Well so much for my sick laugh for the day. Time to settle into the weekend and what is, hopefully, a good book or two.

Recess this!

Are we or are we not in a recession? I would think I should know because my part-time job involves studying costs of things. But I haven’t a clue. Recessions, just as most of economics, are hard for me to understand. Here is an explanation. And here is a more simplified version. In a nutshell, being that I am a nut, here is an even more simplified explanation from what I gather from these above linked explanations:

You got your economy and your economy is like gang busters. I’ve never really understood how gang busters were something that were fabulous. It’s kind of like the cat’s pajamas, the best, but I always liked that saying because it makes me think of a kitty cat running around in pajamas. But I am off track. The economy is good. Demand for goods and services increase. You know, that good old supply and demand. The prices increase, like say, gasoline? Demand decreases because it’s too freaking expensive to buy, like say, gasoline? Now you got yourself a recession. You have no gangs to bust and your cat has to sleep in the nude.

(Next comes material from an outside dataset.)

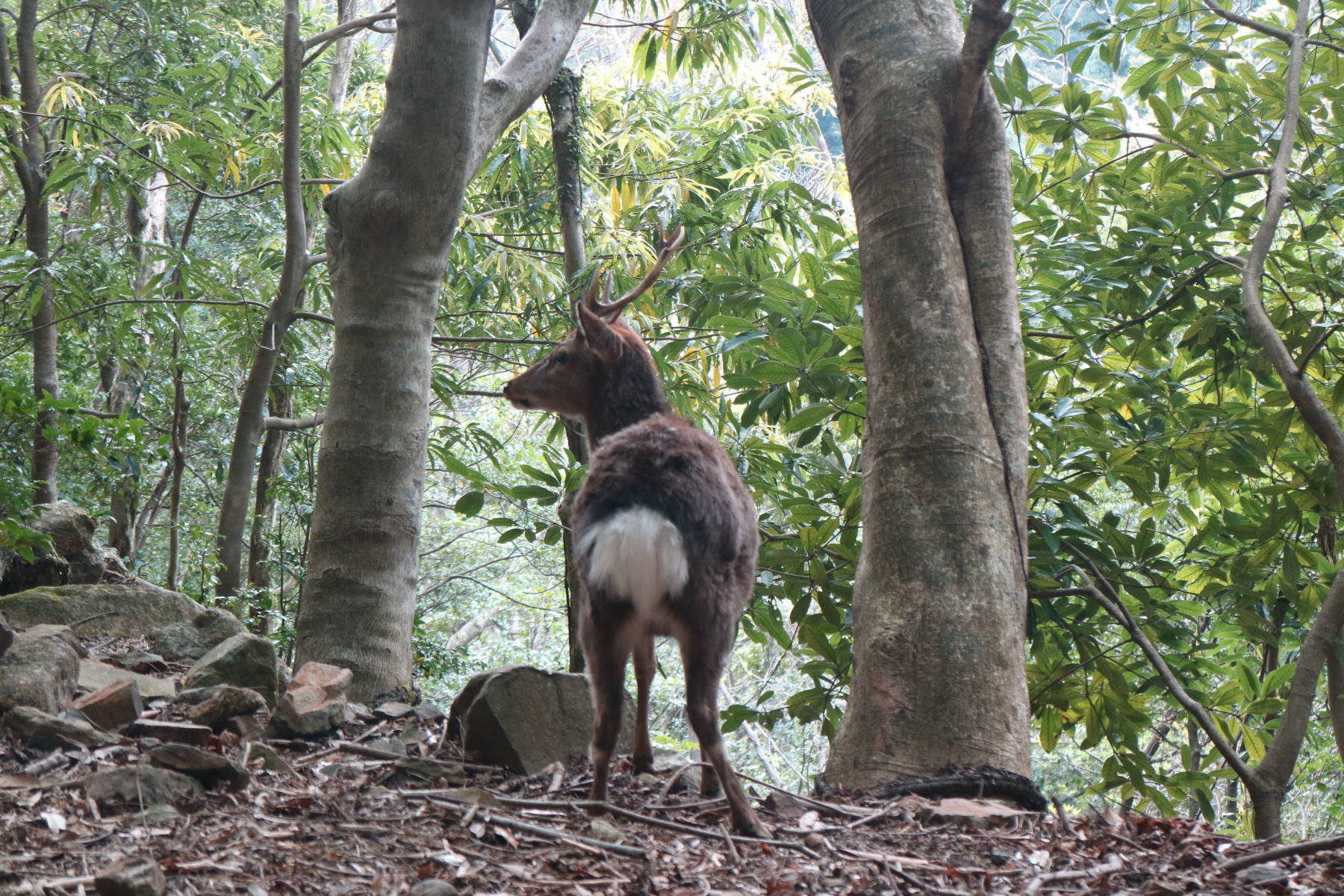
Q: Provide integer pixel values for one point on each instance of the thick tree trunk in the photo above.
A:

But a lot of bidness people don’t like that “R” word. As the great evangelist, the Rev. Ike supposedly said about putting bills in the collection plate instead of small change, coins: ” … make me nervous in the service.” So a lot of euphemisms are used for recession like “downturn” or “It’s not a recession. Everything is fine.”

And thus oil prices have gone down, today at least. But gas prices at the station across the street are $2.999 per gallon, and that’s cheap compared to a lot of places in the country. (Oh and just because we’ve got a gazillion refineries in our county doesn’t mean we are going to have cheap gas. That oil is coming from somewhere by ship, it’s imported, like a fine wine and as expensive.)

So, no, I don’t know either whether we are in a recession. But I do know we are in a sucky economy for lack of wanting to click onto the thesaurus and thus find a better word. And I do know that I am in a pretty crappy economic state right now. Not as bad as this time last year when I was sleeping in my Toyota pickup, but I could be a whole lot better.